London. Michaelmas term lately over, and the Lord Chancellor
sitting in Lincoln's Inn Hall. Implacable November weather. As
much mud in the streets as if the waters had but newly retired from
the face of the earth, and it would not be wonderful to meet a
Megalosaurus, forty feet long or so, waddling like an elephantine
lizard up Holborn Hill. Smoke lowering down from chimney-pots,
making a soft black drizzle, with flakes of soot in it as big as
full-grown snowflakes--gone into mourning, one might imagine, for
the death of the sun. Dogs, undistinguishable in mire. Horses,
scarcely better; splashed to their very blinkers. Foot passengers,
jostling one another's umbrellas in a general infection of ill
temper, and losing their foot-hold at street-corners, where tens of
thousands of other foot passengers have been slipping and sliding
since the day broke (if this day ever broke), adding new deposits
to the crust upon crust of mud, sticking at those points
tenaciously to the pavement, and accumulating at compound interest.

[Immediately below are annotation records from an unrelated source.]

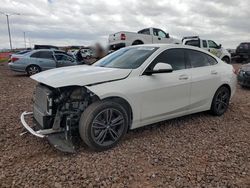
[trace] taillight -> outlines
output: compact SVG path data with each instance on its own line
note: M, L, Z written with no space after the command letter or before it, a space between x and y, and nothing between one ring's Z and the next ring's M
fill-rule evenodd
M11 58L11 61L12 61L12 63L14 63L15 61L17 61L19 58L17 58L17 57L12 57Z
M126 40L126 35L124 33L121 33L121 40Z

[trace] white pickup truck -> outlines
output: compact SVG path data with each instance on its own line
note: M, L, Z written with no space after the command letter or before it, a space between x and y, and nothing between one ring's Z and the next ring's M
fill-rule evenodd
M109 49L117 50L126 46L153 43L181 44L181 41L169 36L161 29L146 28L134 32L120 31L109 35Z
M231 62L231 54L226 49L224 49L221 44L218 45L212 40L201 39L199 36L190 36L183 37L182 44L203 48L219 57L224 62Z

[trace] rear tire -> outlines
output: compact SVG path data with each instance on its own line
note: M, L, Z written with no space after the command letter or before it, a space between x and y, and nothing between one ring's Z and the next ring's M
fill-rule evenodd
M26 72L28 76L31 76L31 75L41 72L41 68L37 65L30 65L26 68Z
M220 87L213 98L210 112L215 116L223 115L229 105L230 101L230 90L226 86Z
M91 104L79 123L82 140L95 151L114 147L125 135L129 119L125 108L109 100Z

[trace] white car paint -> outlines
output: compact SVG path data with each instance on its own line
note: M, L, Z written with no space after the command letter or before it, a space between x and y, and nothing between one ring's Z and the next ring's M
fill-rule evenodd
M85 86L101 100L109 97L125 99L132 108L131 129L209 110L216 90L223 84L230 86L231 97L233 96L236 89L236 75L233 73L233 67L209 52L183 45L143 46L159 47L159 49L137 69L75 66L50 70L31 78L54 88L70 85ZM207 67L177 70L172 73L143 75L144 70L154 58L161 52L173 48L201 51L213 56L218 63Z
M124 43L126 46L131 46L135 41L141 41L143 44L154 44L154 43L165 43L165 44L181 44L181 41L173 38L173 37L162 37L162 36L156 36L153 32L154 29L157 28L146 28L149 30L148 34L143 34L138 31L138 33L135 32L128 32L128 31L120 31L114 34L109 35L109 45L110 46L116 46L118 44ZM146 30L143 29L143 30ZM160 30L160 29L158 29ZM142 31L142 30L141 30ZM161 30L161 32L165 33ZM121 39L121 34L125 35L125 39ZM165 33L166 34L166 33ZM169 34L166 34L166 36Z

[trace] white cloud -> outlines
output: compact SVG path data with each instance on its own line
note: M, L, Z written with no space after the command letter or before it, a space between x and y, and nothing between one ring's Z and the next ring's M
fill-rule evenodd
M234 48L250 40L250 2L240 0L2 0L10 17L13 47L31 44L107 43L108 34L159 27L182 38L200 35ZM0 48L8 48L6 17L0 15Z

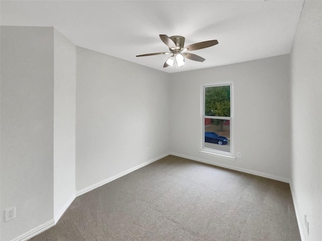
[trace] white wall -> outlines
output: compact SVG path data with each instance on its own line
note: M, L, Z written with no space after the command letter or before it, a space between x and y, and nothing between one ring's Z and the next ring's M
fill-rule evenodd
M53 215L53 28L1 27L1 240ZM5 222L4 210L16 218Z
M76 46L54 29L54 216L75 197Z
M168 77L77 48L77 191L169 151Z
M195 160L290 178L289 55L171 75L171 140L175 153ZM201 88L233 84L235 154L223 160L200 153L202 138ZM267 174L267 175L266 175Z
M321 45L322 2L305 1L291 52L292 186L303 240L322 240Z

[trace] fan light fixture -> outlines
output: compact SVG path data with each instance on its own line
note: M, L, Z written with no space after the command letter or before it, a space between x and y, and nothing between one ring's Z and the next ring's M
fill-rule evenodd
M160 34L159 36L161 40L169 48L170 52L141 54L140 55L136 55L136 57L150 56L151 55L172 53L172 56L167 60L163 66L164 68L168 66L173 66L175 62L178 67L181 67L185 64L185 58L198 62L203 62L205 60L205 59L202 57L190 53L187 53L186 51L204 49L205 48L218 44L217 40L209 40L208 41L200 42L185 47L184 47L185 38L182 36L176 36L169 38L164 34ZM175 61L175 60L176 60Z
M181 67L185 64L185 58L181 53L178 53L176 55L176 61L178 67Z
M173 66L173 64L175 63L175 57L173 55L170 56L168 60L167 60L167 64L168 64L169 66Z

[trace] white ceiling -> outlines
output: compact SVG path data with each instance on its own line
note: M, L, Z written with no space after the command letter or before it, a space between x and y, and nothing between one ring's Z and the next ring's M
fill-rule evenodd
M303 1L1 1L3 26L54 27L77 46L169 73L289 53ZM206 59L163 67L169 55L159 34L186 38Z

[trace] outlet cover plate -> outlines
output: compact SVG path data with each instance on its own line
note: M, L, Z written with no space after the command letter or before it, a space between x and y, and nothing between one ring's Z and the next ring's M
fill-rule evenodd
M16 218L16 207L11 207L5 210L5 221L8 222Z

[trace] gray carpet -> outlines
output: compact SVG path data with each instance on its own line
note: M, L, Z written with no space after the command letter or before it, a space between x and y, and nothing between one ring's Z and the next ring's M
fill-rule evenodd
M30 240L300 237L288 184L169 156L76 198Z

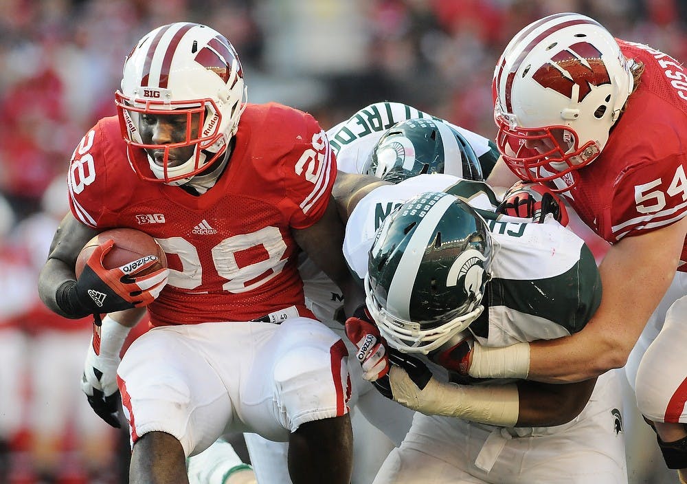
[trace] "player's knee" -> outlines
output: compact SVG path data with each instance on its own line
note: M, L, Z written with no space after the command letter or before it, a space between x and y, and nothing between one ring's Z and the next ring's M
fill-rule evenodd
M674 442L664 442L658 436L657 439L668 469L687 468L687 437Z
M348 412L350 379L347 359L335 347L303 345L283 355L274 371L276 399L291 431L312 420Z

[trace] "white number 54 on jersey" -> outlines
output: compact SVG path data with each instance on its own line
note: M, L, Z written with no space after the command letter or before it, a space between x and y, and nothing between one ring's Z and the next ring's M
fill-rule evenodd
M649 183L635 186L635 202L637 211L640 213L655 213L666 208L666 195L675 197L681 195L683 201L687 201L687 177L685 176L684 166L680 165L667 190L664 192L657 190L662 184L662 180L657 178Z

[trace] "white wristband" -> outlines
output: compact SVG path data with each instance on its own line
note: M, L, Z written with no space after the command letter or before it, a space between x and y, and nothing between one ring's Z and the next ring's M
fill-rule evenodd
M475 378L522 378L530 373L530 344L483 346L475 343L468 374Z
M109 316L103 318L100 326L100 356L118 358L120 350L131 331L131 328L120 324Z
M515 384L456 385L433 377L420 390L407 373L392 366L390 375L394 399L428 415L444 415L502 427L517 422L520 399Z

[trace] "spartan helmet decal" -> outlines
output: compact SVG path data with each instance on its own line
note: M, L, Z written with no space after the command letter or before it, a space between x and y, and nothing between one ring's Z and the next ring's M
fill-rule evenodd
M578 42L553 56L537 69L532 78L543 87L581 102L592 92L592 86L611 83L602 55L601 51L588 42Z
M392 183L425 173L484 179L480 161L465 137L449 123L425 118L401 121L387 129L361 171Z
M368 264L368 309L394 348L427 354L484 310L491 235L469 205L430 192L392 212L376 233Z
M631 65L608 30L580 14L549 15L516 34L492 84L496 144L511 171L563 184L554 191L573 188L632 92Z

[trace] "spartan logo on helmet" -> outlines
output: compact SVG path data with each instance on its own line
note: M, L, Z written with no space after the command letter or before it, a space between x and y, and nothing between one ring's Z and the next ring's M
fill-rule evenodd
M580 102L592 92L592 86L611 83L601 52L587 42L578 42L561 50L539 67L532 78L544 87ZM578 87L576 99L574 87Z
M446 285L451 287L458 285L462 279L465 294L470 297L467 304L472 304L474 298L482 298L482 284L484 281L484 263L486 257L475 249L468 249L455 258L449 270Z
M613 430L616 431L616 435L618 435L622 432L622 416L620 415L620 410L618 408L611 410L611 415L613 416Z

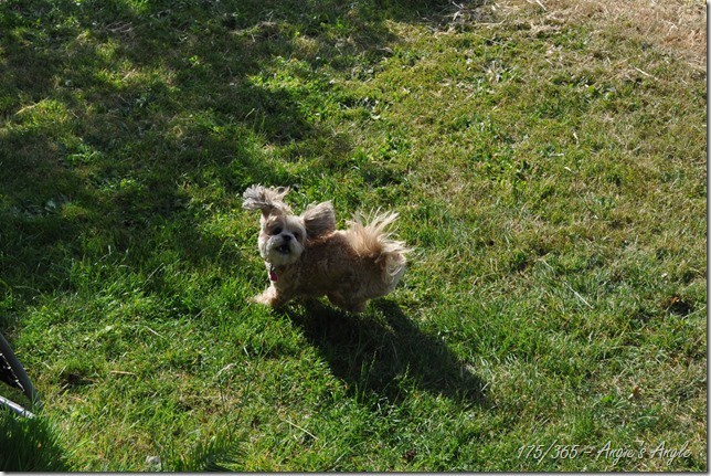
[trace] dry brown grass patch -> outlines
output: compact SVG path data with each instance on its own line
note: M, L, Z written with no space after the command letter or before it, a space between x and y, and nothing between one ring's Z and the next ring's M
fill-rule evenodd
M499 0L495 9L507 17L528 13L531 28L550 29L565 22L592 23L597 29L619 30L643 38L683 57L694 68L705 70L707 15L700 0Z

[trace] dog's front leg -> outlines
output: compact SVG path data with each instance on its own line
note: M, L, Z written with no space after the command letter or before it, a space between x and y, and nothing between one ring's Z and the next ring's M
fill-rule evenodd
M289 300L287 297L282 295L274 285L267 287L264 293L255 296L253 299L255 303L272 307L283 306L287 300Z

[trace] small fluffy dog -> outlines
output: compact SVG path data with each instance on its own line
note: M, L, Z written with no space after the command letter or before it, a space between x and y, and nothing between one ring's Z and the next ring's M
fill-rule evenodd
M360 313L368 299L393 290L408 252L386 231L397 213L376 214L369 224L355 218L347 230L336 230L330 202L294 215L284 203L288 191L252 186L243 195L244 209L262 211L258 246L270 285L255 297L257 303L277 307L297 297L327 296L333 305Z

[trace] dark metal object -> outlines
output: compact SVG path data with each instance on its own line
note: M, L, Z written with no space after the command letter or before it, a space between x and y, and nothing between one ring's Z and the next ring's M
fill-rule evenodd
M19 389L28 399L30 399L33 410L42 408L40 403L40 395L34 389L34 385L32 385L32 381L30 381L30 378L24 372L24 368L22 367L18 358L14 357L12 348L10 347L8 341L4 340L2 334L0 334L0 381L6 382L10 387ZM9 399L6 399L2 395L0 395L0 405L7 406L8 409L22 416L34 416L31 411L24 409L22 405Z

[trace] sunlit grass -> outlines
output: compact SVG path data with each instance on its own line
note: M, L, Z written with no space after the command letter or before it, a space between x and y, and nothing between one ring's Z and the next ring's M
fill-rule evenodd
M0 324L72 469L705 470L705 72L495 7L0 4ZM400 212L402 285L251 304L253 183Z

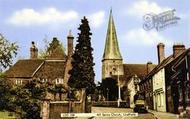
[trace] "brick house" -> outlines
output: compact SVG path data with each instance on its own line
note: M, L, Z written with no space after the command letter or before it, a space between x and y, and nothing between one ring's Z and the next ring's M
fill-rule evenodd
M11 80L13 84L22 84L26 81L39 79L43 82L64 84L67 87L68 72L71 69L71 56L73 54L73 39L74 37L70 32L67 37L67 54L58 46L51 50L45 59L38 58L38 48L32 42L30 59L18 60L5 72L5 78ZM53 38L52 42L54 41L57 42L57 38Z

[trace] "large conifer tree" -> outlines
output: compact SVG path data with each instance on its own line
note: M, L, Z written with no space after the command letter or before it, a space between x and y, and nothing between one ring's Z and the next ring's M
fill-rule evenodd
M76 89L86 89L86 93L92 94L95 90L94 83L94 70L93 66L93 56L91 47L91 35L90 27L88 25L88 20L84 17L81 20L82 24L78 28L80 33L78 33L78 40L75 47L75 52L72 56L72 69L69 74L70 79L68 84L72 88Z

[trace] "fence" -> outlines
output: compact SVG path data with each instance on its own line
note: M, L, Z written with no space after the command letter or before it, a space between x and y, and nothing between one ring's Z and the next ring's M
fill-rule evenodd
M93 101L92 106L118 107L118 101ZM129 107L129 103L127 101L120 101L120 107L127 108Z

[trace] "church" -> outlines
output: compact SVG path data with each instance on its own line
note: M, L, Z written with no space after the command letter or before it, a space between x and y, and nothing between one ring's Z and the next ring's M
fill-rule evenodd
M151 62L145 64L126 64L123 62L111 10L102 58L102 84L105 100L127 101L133 107L133 97L139 90L138 83L155 66Z

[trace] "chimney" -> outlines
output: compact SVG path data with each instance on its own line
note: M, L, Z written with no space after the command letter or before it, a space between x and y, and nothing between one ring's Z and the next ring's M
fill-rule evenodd
M34 41L32 41L32 46L30 47L30 59L38 58L38 48L35 46Z
M147 74L148 73L150 73L151 71L152 71L152 69L153 69L153 67L152 67L152 62L147 62L147 64L146 64L146 67L147 67Z
M175 58L179 54L185 51L185 45L177 43L173 45L173 57Z
M71 57L73 55L73 35L71 30L69 31L69 35L67 36L67 55Z
M158 50L158 64L160 64L165 59L164 44L159 43L157 45Z

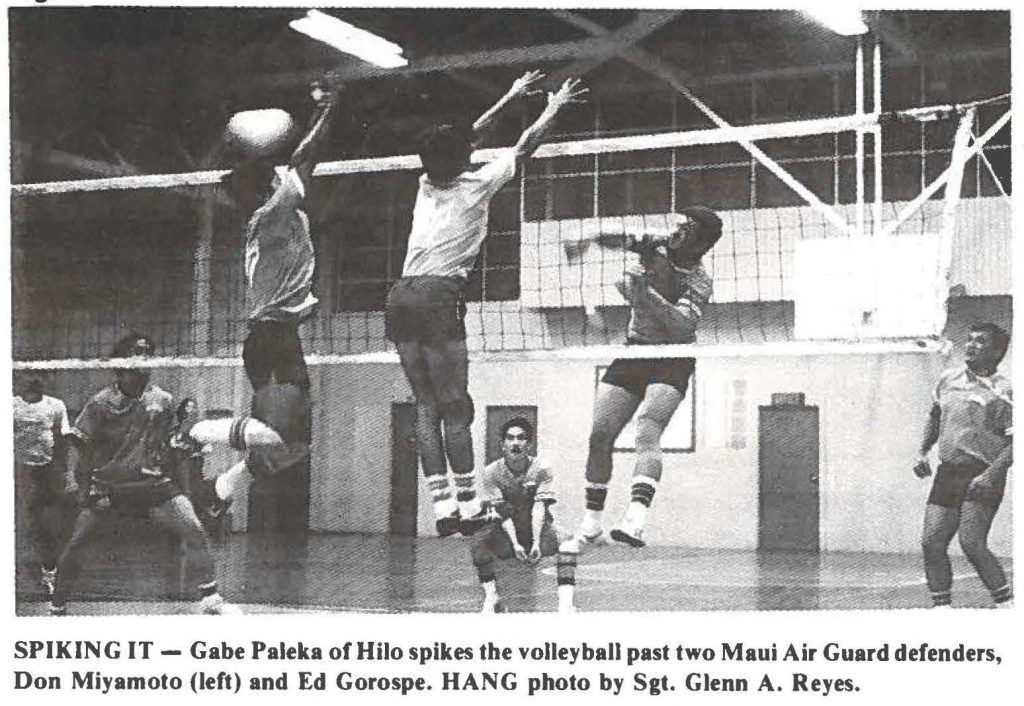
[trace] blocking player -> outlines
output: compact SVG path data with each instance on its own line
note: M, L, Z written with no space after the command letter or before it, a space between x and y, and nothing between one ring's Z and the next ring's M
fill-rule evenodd
M474 141L514 99L531 91L542 75L528 72L472 130L439 125L423 138L413 227L401 278L388 293L386 332L398 348L417 401L417 446L433 501L437 534L473 534L493 522L476 497L466 350L466 278L487 235L492 197L540 147L559 111L587 89L573 79L554 93L537 121L487 164L473 167ZM445 463L446 458L446 463ZM456 496L449 486L454 472Z
M952 603L947 549L959 532L961 547L995 605L1013 599L1002 566L988 548L988 532L999 509L1013 464L1013 387L998 372L1010 336L995 324L977 324L968 334L966 365L939 377L918 477L932 474L928 453L938 444L939 467L925 507L922 547L925 576L935 607Z
M20 380L14 394L14 483L20 515L27 512L32 542L40 564L40 582L47 594L53 593L56 579L57 533L46 521L46 510L60 500L60 473L54 468L65 438L71 433L68 408L61 400L43 393L43 381L36 374ZM23 523L15 526L22 528Z
M534 426L522 418L502 425L502 457L483 468L480 500L504 517L473 536L470 556L483 589L482 613L496 613L501 599L496 559L513 556L537 564L558 551L558 533L551 506L555 503L551 466L530 455Z
M630 345L692 343L703 306L712 294L712 280L700 259L722 237L722 220L702 206L685 208L670 218L665 230L599 234L603 247L623 246L639 255L618 289L630 302L627 334ZM611 480L611 455L626 423L637 417L636 466L630 504L611 539L642 547L647 511L662 479L662 433L686 397L695 362L692 358L618 359L608 366L594 403L594 419L587 456L586 509L572 539L561 547L560 586L574 584L575 555L587 545L606 543L602 515ZM571 588L562 588L571 592Z
M118 341L113 352L114 358L151 356L153 341L131 333ZM115 382L85 404L71 430L65 476L65 491L77 498L80 509L57 562L51 615L67 613L83 550L99 524L127 512L144 512L184 542L202 575L203 613L236 612L217 591L210 540L174 480L169 450L173 424L171 394L152 384L144 369L116 371Z
M217 495L230 500L259 474L306 462L310 443L309 375L299 325L312 314L315 255L305 197L335 114L335 96L314 86L316 109L305 137L283 174L273 158L243 158L228 188L246 213L245 272L249 335L242 350L253 387L251 414L207 419L191 428L201 444L227 444L246 460L216 480Z

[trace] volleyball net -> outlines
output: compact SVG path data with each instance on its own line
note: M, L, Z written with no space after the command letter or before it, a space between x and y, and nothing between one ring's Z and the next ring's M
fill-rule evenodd
M492 202L466 288L471 356L932 349L950 289L1010 291L1009 121L998 96L546 144ZM383 309L419 166L415 156L318 165L307 210L321 303L301 329L311 363L396 360ZM148 365L237 365L244 223L224 174L15 184L15 368L115 367L106 359L130 330L155 338ZM628 349L615 284L633 255L573 244L664 226L689 205L724 221L705 258L714 296L697 341Z

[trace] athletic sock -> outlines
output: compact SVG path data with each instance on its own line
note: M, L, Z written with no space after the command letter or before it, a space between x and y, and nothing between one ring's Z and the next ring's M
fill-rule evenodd
M642 530L647 522L647 510L654 499L657 491L657 481L653 479L640 479L633 482L633 489L630 493L630 506L626 510L625 524L631 529Z
M992 591L992 601L995 603L996 605L1005 604L1013 599L1014 599L1014 589L1010 587L1009 583Z

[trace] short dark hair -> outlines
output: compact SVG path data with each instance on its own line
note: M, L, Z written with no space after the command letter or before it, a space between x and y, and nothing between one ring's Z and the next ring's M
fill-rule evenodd
M177 419L178 421L184 421L185 420L185 407L188 406L189 402L193 403L193 404L196 403L196 401L194 399L191 399L191 398L185 398L184 400L182 400L181 402L178 403L177 409L174 410L174 418L175 419Z
M472 134L461 125L435 125L420 136L420 161L431 181L446 181L461 174L471 154Z
M707 206L689 206L680 213L697 224L700 242L705 244L705 252L715 247L722 238L722 218Z
M132 331L131 333L122 336L121 339L114 344L112 356L114 358L152 356L155 347L156 346L153 344L153 338L144 333Z
M977 333L987 333L992 337L992 342L995 343L995 350L999 354L999 358L996 363L1000 362L1007 355L1007 349L1010 348L1010 334L1007 333L1006 329L997 324L993 324L987 321L976 322L971 324L971 331Z
M520 429L526 432L526 438L529 441L534 441L534 425L529 423L529 420L524 417L512 417L507 422L502 424L502 439L508 435L509 429L514 426L518 426Z

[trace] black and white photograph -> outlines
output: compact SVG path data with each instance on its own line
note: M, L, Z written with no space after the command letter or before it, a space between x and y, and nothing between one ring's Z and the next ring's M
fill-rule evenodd
M1016 613L1012 12L820 8L9 6L16 620Z

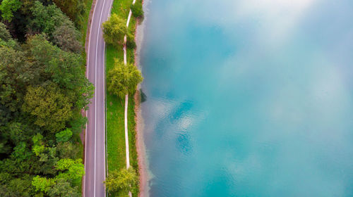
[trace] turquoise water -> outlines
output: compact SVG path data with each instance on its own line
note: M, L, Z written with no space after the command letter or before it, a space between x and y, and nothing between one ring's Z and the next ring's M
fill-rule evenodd
M151 196L353 196L353 1L152 0Z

Fog everywhere. Fog up the river, where it flows among green aits
and meadows; fog down the river, where it rolls deified among the
tiers of shipping and the waterside pollutions of a great (and
dirty) city. Fog on the Essex marshes, fog on the Kentish heights.
Fog creeping into the cabooses of collier-brigs; fog lying out on
the yards and hovering in the rigging of great ships; fog drooping
on the gunwales of barges and small boats. Fog in the eyes and
throats of ancient Greenwich pensioners, wheezing by the firesides
of their wards; fog in the stem and bowl of the afternoon pipe of
the wrathful skipper, down in his close cabin; fog cruelly pinching
the toes and fingers of his shivering little 'prentice boy on deck.
Chance people on the bridges peeping over the parapets into a
nether sky of fog, with fog all round them, as if they were up in a
balloon and hanging in the misty clouds.

Gas looming through the fog in divers places in the streets, much
as the sun may, from the spongey fields, be seen to loom by
husbandman and ploughboy. Most of the shops lighted two hours
before their time--as the gas seems to know, for it has a haggard
and unwilling look.

The raw afternoon is rawest, and the dense fog is densest, and the
muddy streets are muddiest near that leaden-headed old obstruction,
appropriate ornament for the threshold of a leaden-headed old
corporation, Temple Bar. And hard by Temple Bar, in Lincoln's Inn
Hall, at the very heart of the fog, sits the Lord High Chancellor
in his High Court of Chancery.

Never can there come fog too thick, never can there come mud and
mire too deep, to assort with the groping and floundering condition
which this High Court of Chancery, most pestilent of hoary sinners,
holds this day in the sight of heaven and earth.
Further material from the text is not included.